An enterprise without common standards for software architecture, release management, and environment management isn’t an enterprise at all – it’s an awful mess.
An organization with dozens of independent teams creating novel continuous deployment pipelines sounds good in a work of DevOps fiction, but it never works in practice. When we work with the largest companies in the industry they want to enable teams to work faster, but they also understand that DevOps isn’t about reducing the number of governance gates. On the contrary, if anything DevOps enables more effective, more frequent governance gates if you use a tool like Plutora to shine a light on complex release orchestration challenges.
4. Fail to Account for Risk
More frequent releases, self-service provisioning of infrastructure, infrastructure automation, continuous delivery pipelines: all of these common factors of DevOps initiatives lead to faster time to market, but at the tail end of a release process the business risks remain unchanged. Changes to production facing systems still require rigorous change management and when multiple teams feel empowered to push to production every weeks (or every day) you still need some release management function tracking conflicts and risk.

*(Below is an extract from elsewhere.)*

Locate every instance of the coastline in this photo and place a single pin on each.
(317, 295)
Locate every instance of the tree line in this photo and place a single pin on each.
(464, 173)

Many companies dive head first into DevOps without a full understanding of how DevOps will affect risks associated with software releases. When a company transitions from a slower, ITIL-focused process to a more agile, DevOps-focused reality release managers are often expected to “wing it” toward the end of the release cycle. They are asked to put governance gates atop a fast moving, constantly evolving process that is driven by development teams eager to release.
When organizations adopt DevOps they often lose the built-in “checks and balances” that came with ITIL. Software can be delivered faster, but the enterprise still require governance gates.
With Plutora you can let application development teams move quickly, you can allow teams to conduct multiple simultaneous release, and at the tail end of the process you can integrate with existing ITIL tools that operations expects to have in place to track and manage risk. If you just throw developers at your production servers you’ll learn first-hand how reliable production is when no one factors risk in decisions about production.
5. Run DevOps without Metrics
DevOps teams start out very eager to make large changes to an enterprise’s infrastructure and release process, but they also tend to bite off a bit more than they can chew. The smart enterprise understands that no initiative can interfere with ongoing software development and release management and they will manage the slow transition to DevOps tools and techniques over several quarters. While you DevOps teams will want to reinvent your release process overnight you release and IT managers should define metrics to evaluate whether DevOps initiatives are a success.
Enterprises expect to see hard data to back up staffing and infrastructure decisions. If you are invested in the success of a DevOps initiative make sure that you are collecting statistics that justify your investment.
If you stand up a DevOps team ask them to define roles and responsibilities. Hold them accountable for bringing greater efficiency to the organization. Regularly check in with developers and system administrators not on the team and objectively assess the results. Keep track of release and environment metrics with Plutora for teams that are involved with DevOps and teams not involved with DevOps and use data to make informed decisions to dial up or dial down particular initiatives from your DevOps teams.